Frank Strahan - ADB Medal citation

Frank Strahan (1930 – 2003), pioneer archivist of Victorian business and labour records, and a staunch supporter of the Australian Dictionary of Biography, was a valued advisor to Dictionary editors and contributors, a vital member of the Victorian Working Party from the mid-1970s, and a contributor of 15 Dictionary entries between1967 and 2002. But his impact on the writing of Victorian history was even wider than these direct services to the ADB.

Frank Strahan’s enthusiasm for the history of commerce and mining, originating in his Albury boyhood, was stimulated during study for his BA Honours, notably by Dr Geoffrey Serle. Strahan became an avid collector of Victorian business records, initially for the Business Archives Council of Australia, and from 1960 as University Archivist.

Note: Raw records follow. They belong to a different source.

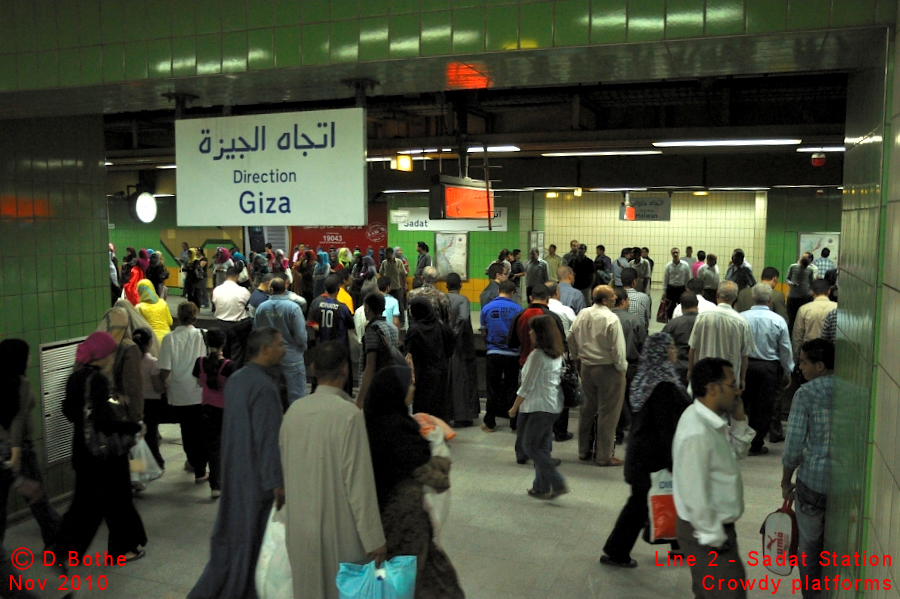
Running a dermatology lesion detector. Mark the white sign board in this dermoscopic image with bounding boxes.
[175,108,367,227]
[397,206,509,232]
[619,195,672,220]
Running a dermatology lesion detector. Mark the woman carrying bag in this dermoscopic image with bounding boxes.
[600,333,691,568]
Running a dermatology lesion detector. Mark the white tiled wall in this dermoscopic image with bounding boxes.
[545,191,767,287]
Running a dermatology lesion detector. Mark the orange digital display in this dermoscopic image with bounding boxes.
[444,185,494,218]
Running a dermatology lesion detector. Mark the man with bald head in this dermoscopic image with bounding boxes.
[568,285,628,466]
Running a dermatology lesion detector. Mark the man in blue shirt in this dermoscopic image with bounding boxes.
[253,277,306,402]
[481,282,524,433]
[741,283,794,456]
[781,339,834,599]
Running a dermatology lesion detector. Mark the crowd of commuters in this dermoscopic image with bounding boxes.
[0,240,837,598]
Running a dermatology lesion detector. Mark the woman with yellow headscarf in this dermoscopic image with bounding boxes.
[135,279,172,343]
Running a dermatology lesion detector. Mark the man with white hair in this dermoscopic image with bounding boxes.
[688,281,753,392]
[740,283,794,456]
[407,266,450,324]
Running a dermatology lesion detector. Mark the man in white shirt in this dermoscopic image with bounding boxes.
[547,281,575,337]
[672,358,754,599]
[672,279,716,320]
[212,266,253,368]
[688,281,754,391]
[159,302,209,483]
[663,248,691,320]
[566,285,628,466]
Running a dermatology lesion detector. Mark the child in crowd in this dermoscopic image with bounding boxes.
[193,329,237,499]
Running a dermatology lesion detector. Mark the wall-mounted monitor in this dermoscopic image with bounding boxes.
[428,175,494,219]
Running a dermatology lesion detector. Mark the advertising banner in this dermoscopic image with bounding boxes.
[175,108,367,227]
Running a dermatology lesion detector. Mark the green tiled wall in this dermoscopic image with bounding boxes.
[388,193,531,310]
[0,116,109,510]
[0,0,897,91]
[765,189,842,283]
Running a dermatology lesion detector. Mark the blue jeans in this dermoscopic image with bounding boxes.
[794,479,826,599]
[517,412,566,493]
[281,356,306,403]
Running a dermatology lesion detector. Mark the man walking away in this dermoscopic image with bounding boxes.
[741,283,794,456]
[781,339,834,599]
[663,248,691,320]
[279,341,386,599]
[568,285,628,466]
[481,281,522,433]
[672,358,753,599]
[188,327,285,599]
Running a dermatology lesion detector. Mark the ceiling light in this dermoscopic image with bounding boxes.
[469,146,520,154]
[797,146,847,152]
[653,139,803,148]
[541,150,662,158]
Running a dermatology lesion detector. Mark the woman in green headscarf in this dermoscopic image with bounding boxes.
[135,279,172,343]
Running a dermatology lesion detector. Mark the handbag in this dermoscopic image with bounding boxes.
[645,468,677,544]
[559,360,584,408]
[335,555,416,599]
[256,506,294,599]
[656,297,669,324]
[759,499,800,576]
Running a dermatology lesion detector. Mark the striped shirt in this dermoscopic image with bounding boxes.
[781,374,834,493]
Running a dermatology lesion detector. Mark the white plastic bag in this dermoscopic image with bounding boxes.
[129,437,163,483]
[335,555,416,599]
[256,507,294,599]
[422,426,450,547]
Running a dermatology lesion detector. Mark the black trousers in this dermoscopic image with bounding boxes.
[666,285,687,320]
[743,358,781,451]
[172,404,209,477]
[52,454,147,563]
[200,405,225,491]
[484,354,519,428]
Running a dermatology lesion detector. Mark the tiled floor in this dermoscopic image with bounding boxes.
[4,292,797,599]
[6,419,796,599]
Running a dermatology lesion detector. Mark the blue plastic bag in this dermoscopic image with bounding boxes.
[336,555,416,599]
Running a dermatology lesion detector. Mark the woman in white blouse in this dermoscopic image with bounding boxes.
[509,316,569,499]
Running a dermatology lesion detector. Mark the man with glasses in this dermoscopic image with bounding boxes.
[672,358,754,599]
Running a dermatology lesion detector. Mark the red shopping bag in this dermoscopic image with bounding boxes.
[759,499,800,576]
[647,468,677,543]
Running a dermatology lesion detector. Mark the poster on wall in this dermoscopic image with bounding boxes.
[619,195,672,221]
[291,204,387,255]
[797,232,841,264]
[175,108,366,227]
[434,231,469,281]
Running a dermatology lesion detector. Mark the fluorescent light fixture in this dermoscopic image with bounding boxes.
[653,139,803,148]
[469,146,520,154]
[541,150,662,158]
[797,146,847,152]
[709,187,769,191]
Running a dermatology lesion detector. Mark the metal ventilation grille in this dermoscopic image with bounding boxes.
[40,337,84,466]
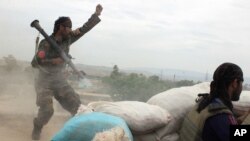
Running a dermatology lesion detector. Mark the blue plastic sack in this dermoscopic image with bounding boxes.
[51,112,133,141]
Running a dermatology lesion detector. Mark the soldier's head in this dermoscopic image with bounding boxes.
[197,63,244,112]
[53,17,72,37]
[210,63,244,101]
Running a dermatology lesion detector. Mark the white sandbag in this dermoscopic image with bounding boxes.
[160,133,179,141]
[75,104,94,116]
[147,82,210,132]
[134,119,178,141]
[92,127,129,141]
[88,101,171,134]
[233,91,250,111]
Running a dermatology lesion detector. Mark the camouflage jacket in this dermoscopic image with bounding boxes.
[31,14,101,73]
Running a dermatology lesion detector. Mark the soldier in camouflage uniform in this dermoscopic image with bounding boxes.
[31,4,102,140]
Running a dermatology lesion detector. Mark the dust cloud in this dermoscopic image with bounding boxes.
[0,67,70,141]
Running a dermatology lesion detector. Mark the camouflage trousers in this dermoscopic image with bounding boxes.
[34,71,81,126]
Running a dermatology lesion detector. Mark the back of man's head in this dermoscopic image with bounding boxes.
[211,63,243,90]
[53,17,72,34]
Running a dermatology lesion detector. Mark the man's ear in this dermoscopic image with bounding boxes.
[232,79,239,88]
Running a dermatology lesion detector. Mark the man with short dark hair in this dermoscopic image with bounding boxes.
[180,63,244,141]
[32,4,103,140]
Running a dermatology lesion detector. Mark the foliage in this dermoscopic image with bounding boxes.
[102,65,197,101]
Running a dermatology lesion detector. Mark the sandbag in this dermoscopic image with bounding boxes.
[147,82,210,133]
[92,127,129,141]
[51,112,133,141]
[233,91,250,111]
[134,119,178,141]
[88,101,171,134]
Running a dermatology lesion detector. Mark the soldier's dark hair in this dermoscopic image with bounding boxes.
[197,63,244,112]
[53,16,72,34]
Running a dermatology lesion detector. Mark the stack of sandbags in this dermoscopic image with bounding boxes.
[92,127,129,141]
[51,112,133,141]
[233,91,250,125]
[88,101,171,134]
[134,82,210,141]
[233,91,250,111]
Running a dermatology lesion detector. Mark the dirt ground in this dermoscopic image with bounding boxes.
[0,70,70,141]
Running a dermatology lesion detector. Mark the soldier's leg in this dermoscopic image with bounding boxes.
[54,85,81,116]
[32,88,54,140]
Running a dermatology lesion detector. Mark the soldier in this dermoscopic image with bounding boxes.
[31,4,103,140]
[180,63,245,141]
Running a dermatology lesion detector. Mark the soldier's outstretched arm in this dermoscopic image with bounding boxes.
[71,4,103,43]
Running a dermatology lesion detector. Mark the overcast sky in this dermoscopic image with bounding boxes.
[0,0,250,76]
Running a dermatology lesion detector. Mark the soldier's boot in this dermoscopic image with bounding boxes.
[31,119,43,140]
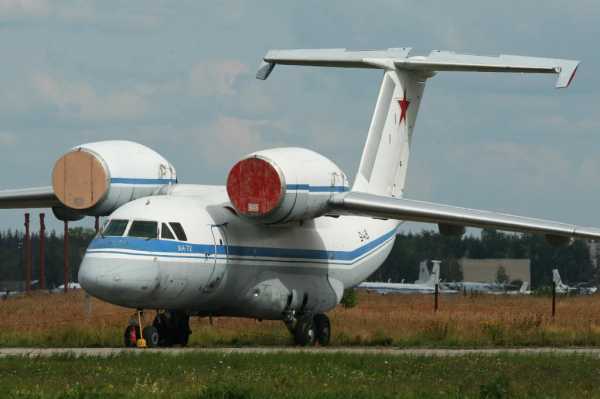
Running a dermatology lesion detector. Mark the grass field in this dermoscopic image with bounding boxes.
[0,292,600,347]
[0,353,600,399]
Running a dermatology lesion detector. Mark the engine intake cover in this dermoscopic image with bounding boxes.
[52,141,177,216]
[227,148,348,224]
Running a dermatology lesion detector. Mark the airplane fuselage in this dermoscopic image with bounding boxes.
[79,186,398,319]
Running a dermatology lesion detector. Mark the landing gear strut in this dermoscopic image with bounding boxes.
[124,311,192,348]
[286,313,331,346]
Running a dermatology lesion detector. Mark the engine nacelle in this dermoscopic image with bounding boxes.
[227,148,348,223]
[52,141,177,216]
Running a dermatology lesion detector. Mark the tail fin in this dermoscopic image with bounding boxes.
[415,260,429,284]
[256,47,579,197]
[352,70,425,197]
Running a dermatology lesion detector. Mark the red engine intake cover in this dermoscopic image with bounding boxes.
[227,157,285,216]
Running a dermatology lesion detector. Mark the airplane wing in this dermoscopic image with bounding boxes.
[0,186,61,209]
[329,191,600,243]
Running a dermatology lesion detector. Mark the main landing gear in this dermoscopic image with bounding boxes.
[124,310,192,348]
[284,313,331,346]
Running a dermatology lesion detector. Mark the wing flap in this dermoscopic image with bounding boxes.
[330,192,600,239]
[0,186,60,209]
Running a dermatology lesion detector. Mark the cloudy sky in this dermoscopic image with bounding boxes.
[0,0,600,233]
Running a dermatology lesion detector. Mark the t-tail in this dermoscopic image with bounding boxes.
[256,47,579,198]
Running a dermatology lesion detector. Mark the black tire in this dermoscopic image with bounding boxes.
[314,313,331,346]
[142,326,160,348]
[294,317,315,346]
[176,314,192,346]
[152,313,175,347]
[123,325,140,348]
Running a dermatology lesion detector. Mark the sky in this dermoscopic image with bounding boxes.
[0,0,600,234]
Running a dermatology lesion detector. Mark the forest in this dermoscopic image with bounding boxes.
[0,227,598,288]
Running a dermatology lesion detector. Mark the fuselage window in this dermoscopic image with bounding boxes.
[128,220,158,238]
[169,222,187,241]
[160,223,175,240]
[102,219,129,237]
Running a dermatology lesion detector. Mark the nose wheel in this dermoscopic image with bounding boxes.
[286,313,331,346]
[124,311,192,348]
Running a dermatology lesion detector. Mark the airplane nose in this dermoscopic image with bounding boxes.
[78,254,160,307]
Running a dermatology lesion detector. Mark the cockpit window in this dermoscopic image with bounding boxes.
[160,223,175,240]
[128,220,158,238]
[102,219,129,237]
[169,222,187,241]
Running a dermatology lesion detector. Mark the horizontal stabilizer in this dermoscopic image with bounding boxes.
[256,47,579,88]
[0,186,60,209]
[330,192,600,239]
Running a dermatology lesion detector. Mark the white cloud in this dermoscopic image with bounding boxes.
[0,132,17,147]
[32,74,147,120]
[192,116,281,168]
[0,0,50,18]
[190,60,248,96]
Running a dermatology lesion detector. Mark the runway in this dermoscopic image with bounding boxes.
[0,347,600,358]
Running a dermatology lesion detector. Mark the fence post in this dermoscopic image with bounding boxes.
[23,212,31,293]
[63,220,69,292]
[552,281,556,319]
[40,213,46,290]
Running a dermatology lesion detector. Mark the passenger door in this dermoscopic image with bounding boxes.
[204,223,229,293]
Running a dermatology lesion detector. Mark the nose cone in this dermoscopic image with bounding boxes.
[79,253,159,307]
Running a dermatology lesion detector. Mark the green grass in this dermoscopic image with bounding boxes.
[0,353,600,399]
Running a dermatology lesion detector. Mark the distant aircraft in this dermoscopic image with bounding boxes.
[357,260,457,294]
[442,281,531,295]
[505,281,531,295]
[552,269,598,295]
[0,48,600,346]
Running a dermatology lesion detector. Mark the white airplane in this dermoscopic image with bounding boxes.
[552,269,598,295]
[52,281,81,293]
[0,48,600,346]
[357,260,457,294]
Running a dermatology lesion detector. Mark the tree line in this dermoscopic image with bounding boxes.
[0,227,599,288]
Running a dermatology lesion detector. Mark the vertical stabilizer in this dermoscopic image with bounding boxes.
[352,70,425,197]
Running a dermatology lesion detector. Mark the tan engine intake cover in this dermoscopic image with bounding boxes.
[52,150,109,209]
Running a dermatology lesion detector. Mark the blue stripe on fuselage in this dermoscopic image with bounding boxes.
[110,177,177,184]
[286,184,350,193]
[88,228,396,261]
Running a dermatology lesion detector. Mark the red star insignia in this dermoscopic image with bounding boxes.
[398,90,410,124]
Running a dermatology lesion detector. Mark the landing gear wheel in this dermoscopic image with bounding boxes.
[152,311,192,346]
[124,324,140,348]
[314,313,331,346]
[142,326,160,348]
[152,313,173,347]
[294,317,315,346]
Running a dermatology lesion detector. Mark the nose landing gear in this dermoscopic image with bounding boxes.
[124,310,192,348]
[284,313,331,346]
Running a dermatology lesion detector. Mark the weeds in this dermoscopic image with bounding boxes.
[0,292,600,347]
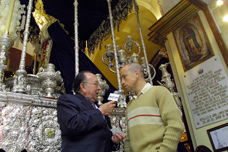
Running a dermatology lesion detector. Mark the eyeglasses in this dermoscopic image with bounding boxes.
[83,81,100,87]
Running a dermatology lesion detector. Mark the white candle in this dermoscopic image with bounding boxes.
[5,0,15,33]
[21,15,25,30]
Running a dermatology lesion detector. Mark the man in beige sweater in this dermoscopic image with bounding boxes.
[120,63,184,152]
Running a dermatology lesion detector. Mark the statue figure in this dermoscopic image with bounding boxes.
[32,0,57,67]
[182,27,203,62]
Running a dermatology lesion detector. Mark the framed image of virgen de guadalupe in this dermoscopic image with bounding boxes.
[174,14,214,71]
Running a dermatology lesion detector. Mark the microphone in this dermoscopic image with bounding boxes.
[108,90,120,102]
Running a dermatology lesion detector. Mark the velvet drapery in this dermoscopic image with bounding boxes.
[48,22,117,102]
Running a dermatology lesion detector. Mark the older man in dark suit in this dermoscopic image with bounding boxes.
[57,71,125,152]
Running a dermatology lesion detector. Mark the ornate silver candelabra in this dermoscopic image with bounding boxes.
[37,63,63,98]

In his 35 years as Archivist, Frank created one of Australia’s greatest archival collections, initially of business papers, but also from 1973 of labour records. When he retired in 1995, a review of the University of Melbourne Archives pronounced the 11 kilometres of records of ‘national significance’.

Most of Frank Strahan’s Dictionary entries, including eight articles he wrote after his retirement, were based on records he had gathered. His gifts as a creative archivist, researcher and writer, as an enthuser of generations of students of Victorian history, and as an advisor to practising historians, strengthened Victorian history writing to the immense advantage of the Dictionary.